EPA published a revised rule in September 2004 that, by definition, excluded 90 percent of the solid fuel, fire tube boilers used in the wood furniture industry. But EPA’s efforts to develop a cost-effective standard provoked an outcry from environmental groups. In June 2007, the federal Court of Appeals in Washington sided with environmentalists, vacated the boiler rule and instructed the EPA to start over.

Despite one of the worst economic downturns in the nation’s history, EPA came back in April 2010 with a proposed rule that would have saddled American business and industry with compliance costs of approximately $20 billion. As the January 2011 deadline for finalizing the rule neared, AHFA capped off three years of intensive lobbying efforts with a last-minute Washington visit in December to put industry executives face-to-face with key U.S. Senators. Executives who responded to AHFA’s call included John and Wyatt Bassett, Vaughan-Bassett Furniture; Micah Goldstein, Stanley Furniture; Barbara Nuckles, Ashley Furniture; Reggie Propst, Kincaid Furniture; John Botsford, Furniture Brands International; and Gat Caperton, Gat Creek Furniture.

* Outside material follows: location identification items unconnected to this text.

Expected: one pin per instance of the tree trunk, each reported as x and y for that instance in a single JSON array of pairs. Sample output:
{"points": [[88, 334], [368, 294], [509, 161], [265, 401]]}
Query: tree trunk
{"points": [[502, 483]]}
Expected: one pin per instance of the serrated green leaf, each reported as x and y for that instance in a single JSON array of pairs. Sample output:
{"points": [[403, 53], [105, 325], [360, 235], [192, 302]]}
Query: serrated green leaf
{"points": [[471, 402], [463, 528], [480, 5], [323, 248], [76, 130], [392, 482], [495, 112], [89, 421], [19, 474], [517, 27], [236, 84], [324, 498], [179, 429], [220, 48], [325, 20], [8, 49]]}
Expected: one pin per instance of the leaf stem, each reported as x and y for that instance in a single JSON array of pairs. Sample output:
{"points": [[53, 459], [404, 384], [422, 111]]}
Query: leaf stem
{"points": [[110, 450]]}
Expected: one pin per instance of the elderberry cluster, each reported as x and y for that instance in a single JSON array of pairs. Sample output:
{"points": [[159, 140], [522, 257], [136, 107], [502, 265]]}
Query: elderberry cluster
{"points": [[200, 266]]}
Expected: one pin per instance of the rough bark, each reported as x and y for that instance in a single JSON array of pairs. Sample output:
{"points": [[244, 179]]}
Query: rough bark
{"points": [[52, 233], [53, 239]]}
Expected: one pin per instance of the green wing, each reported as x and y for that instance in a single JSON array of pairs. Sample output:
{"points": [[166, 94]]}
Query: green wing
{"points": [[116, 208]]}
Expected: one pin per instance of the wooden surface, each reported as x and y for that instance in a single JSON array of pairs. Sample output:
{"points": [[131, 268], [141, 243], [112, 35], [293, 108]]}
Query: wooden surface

After hearing firsthand accounts from industry executives describing the devastating implications of the proposed rule, the senators responded. They persuaded EPA to file a motion with the federal District Court in Washington seeking a 15-month extension of the deadline for finalizing the rule. Although the court rejected that motion, EPA’s boiler rule strategy was impacted by the high level of interest in both houses of Congress.

The battle is likely far from over. Because the new rule is so different from the previous version, EPA has already said “further public review is required.” During its upcoming reconsideration of the rules, the agency has said it will take a closer look at the emission standards it set for large and small boilers. The alliance intends to actively participate in the reconsideration process to seek further improvements in the rules and to ensure future modifications do not adversely impact member companies.

Following a detailed examination of the new rules, which fill more than 1,700 pages, AHFA will schedule a members-only webinar to discuss the provisions that impact our industry.